At the Supreme Court, they call it stare decisis:
eggs zactly!!!
The proper emphasis is on what the statute permits him [a person born abroad to one citizen parent] to gain from the possible starting point of noncitizenship, not on what he claims to lose from the possible starting point of full citizenship to which he has no constitutional right in the first place. His citizenship, while it lasts, although conditional, is not "second-class."Rogers v. Bellei, 401 U.S. 815 (1971)
The case isn't a question of whether Bellei was NBC. It was about whether it was constitutional to strip his citizenship, which was granted at birth. The majority held that it was. All 9 justices operated on the basis of Bellei being naturalized. That wasn't even an issue, question, doubt. That Bellei was naturalized has all the hallmarks of settled law.

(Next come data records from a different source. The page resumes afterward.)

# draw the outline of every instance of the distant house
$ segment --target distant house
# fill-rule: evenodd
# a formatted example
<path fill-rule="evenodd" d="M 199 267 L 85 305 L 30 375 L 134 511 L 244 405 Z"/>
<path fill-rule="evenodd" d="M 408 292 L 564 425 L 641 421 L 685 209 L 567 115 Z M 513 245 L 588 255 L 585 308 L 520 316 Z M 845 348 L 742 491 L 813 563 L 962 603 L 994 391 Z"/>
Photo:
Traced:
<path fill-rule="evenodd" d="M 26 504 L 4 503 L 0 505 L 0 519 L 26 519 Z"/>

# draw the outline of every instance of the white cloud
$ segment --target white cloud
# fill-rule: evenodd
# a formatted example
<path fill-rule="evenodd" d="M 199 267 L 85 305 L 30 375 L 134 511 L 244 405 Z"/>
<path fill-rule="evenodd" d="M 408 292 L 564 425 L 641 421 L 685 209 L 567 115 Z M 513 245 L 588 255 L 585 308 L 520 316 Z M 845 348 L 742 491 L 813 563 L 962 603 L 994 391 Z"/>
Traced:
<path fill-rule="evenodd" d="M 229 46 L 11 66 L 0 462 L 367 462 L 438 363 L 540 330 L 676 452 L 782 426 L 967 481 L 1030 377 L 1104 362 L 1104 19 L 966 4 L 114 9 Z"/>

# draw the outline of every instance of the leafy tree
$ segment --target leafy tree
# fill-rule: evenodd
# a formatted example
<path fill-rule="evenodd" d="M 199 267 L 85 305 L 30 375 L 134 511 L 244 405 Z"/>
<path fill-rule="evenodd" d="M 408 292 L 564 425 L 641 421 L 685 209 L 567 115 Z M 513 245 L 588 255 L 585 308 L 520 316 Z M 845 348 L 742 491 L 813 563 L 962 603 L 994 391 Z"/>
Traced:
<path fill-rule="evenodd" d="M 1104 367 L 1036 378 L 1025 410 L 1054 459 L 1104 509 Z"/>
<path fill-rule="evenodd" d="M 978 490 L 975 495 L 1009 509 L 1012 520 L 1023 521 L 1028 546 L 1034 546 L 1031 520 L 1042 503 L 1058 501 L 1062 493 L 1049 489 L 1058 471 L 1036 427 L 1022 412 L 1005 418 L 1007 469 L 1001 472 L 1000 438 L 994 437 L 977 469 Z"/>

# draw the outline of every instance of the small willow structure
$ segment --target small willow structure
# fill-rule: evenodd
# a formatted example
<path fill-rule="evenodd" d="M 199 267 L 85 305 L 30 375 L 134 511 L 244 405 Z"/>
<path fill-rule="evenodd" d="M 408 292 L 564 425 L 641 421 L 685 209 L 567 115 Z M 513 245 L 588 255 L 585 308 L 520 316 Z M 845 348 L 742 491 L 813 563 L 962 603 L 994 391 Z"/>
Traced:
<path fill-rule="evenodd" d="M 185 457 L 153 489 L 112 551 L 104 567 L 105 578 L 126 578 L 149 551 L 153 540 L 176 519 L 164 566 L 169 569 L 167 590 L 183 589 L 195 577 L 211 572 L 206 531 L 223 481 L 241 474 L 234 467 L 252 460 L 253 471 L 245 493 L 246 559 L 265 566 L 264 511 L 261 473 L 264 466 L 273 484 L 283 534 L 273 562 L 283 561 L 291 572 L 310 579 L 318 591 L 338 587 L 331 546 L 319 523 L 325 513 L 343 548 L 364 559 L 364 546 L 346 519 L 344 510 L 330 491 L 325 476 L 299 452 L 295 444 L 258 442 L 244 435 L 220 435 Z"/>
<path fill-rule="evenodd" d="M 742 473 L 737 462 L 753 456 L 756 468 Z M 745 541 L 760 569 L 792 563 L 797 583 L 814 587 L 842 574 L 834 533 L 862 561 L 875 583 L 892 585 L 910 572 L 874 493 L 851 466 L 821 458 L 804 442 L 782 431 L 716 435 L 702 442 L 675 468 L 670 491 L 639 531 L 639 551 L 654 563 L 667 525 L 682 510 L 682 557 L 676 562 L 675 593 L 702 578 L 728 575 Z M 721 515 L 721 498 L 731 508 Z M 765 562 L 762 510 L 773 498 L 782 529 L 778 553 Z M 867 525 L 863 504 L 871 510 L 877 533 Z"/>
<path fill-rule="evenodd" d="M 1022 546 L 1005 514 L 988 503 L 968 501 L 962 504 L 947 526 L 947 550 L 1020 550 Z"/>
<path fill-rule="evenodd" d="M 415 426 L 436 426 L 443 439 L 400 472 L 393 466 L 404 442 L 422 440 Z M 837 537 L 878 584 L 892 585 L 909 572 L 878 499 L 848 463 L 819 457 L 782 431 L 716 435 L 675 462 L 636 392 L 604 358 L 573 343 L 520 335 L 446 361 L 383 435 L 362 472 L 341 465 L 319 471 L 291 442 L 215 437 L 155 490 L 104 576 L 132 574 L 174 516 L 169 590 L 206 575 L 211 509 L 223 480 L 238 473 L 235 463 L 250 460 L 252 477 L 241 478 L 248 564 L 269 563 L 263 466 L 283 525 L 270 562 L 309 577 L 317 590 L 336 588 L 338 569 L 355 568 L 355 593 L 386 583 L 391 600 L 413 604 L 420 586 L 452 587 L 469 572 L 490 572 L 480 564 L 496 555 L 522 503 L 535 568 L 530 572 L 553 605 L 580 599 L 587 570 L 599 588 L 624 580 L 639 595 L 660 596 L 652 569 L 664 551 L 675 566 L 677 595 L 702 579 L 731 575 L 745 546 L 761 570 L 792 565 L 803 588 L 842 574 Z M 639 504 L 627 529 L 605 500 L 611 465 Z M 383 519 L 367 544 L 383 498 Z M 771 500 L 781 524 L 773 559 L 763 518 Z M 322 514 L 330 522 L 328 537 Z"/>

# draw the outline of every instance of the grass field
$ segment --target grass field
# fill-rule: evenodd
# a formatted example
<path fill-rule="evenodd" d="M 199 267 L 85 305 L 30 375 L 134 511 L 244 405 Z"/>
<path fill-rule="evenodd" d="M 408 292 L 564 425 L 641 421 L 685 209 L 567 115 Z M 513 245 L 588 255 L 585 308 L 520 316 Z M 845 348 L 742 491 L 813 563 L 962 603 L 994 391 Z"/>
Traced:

The dissent characterizes Bellei thusly ...
Concededly, petitioner was a citizen at birth, not by constitutional right, but only through operation of a federal statute. In the light of the complete lack of rational basis for distinguishing among citizens whose naturalization was carried out within the physical bounds of the United States, and those, like Bellei, who may be naturalized overseas, the conclusion is compelled that the reference in the Fourteenth Amendment to persons "born or naturalized in the United States" includes those naturalized through operation of an Act of Congress, wherever they may be at the time.That succinctly states the difference between the majority and the dissent. If Bellei was NBC, this case would not be before the court, or at least there would be no split.
Now what were you saying about stare decisis?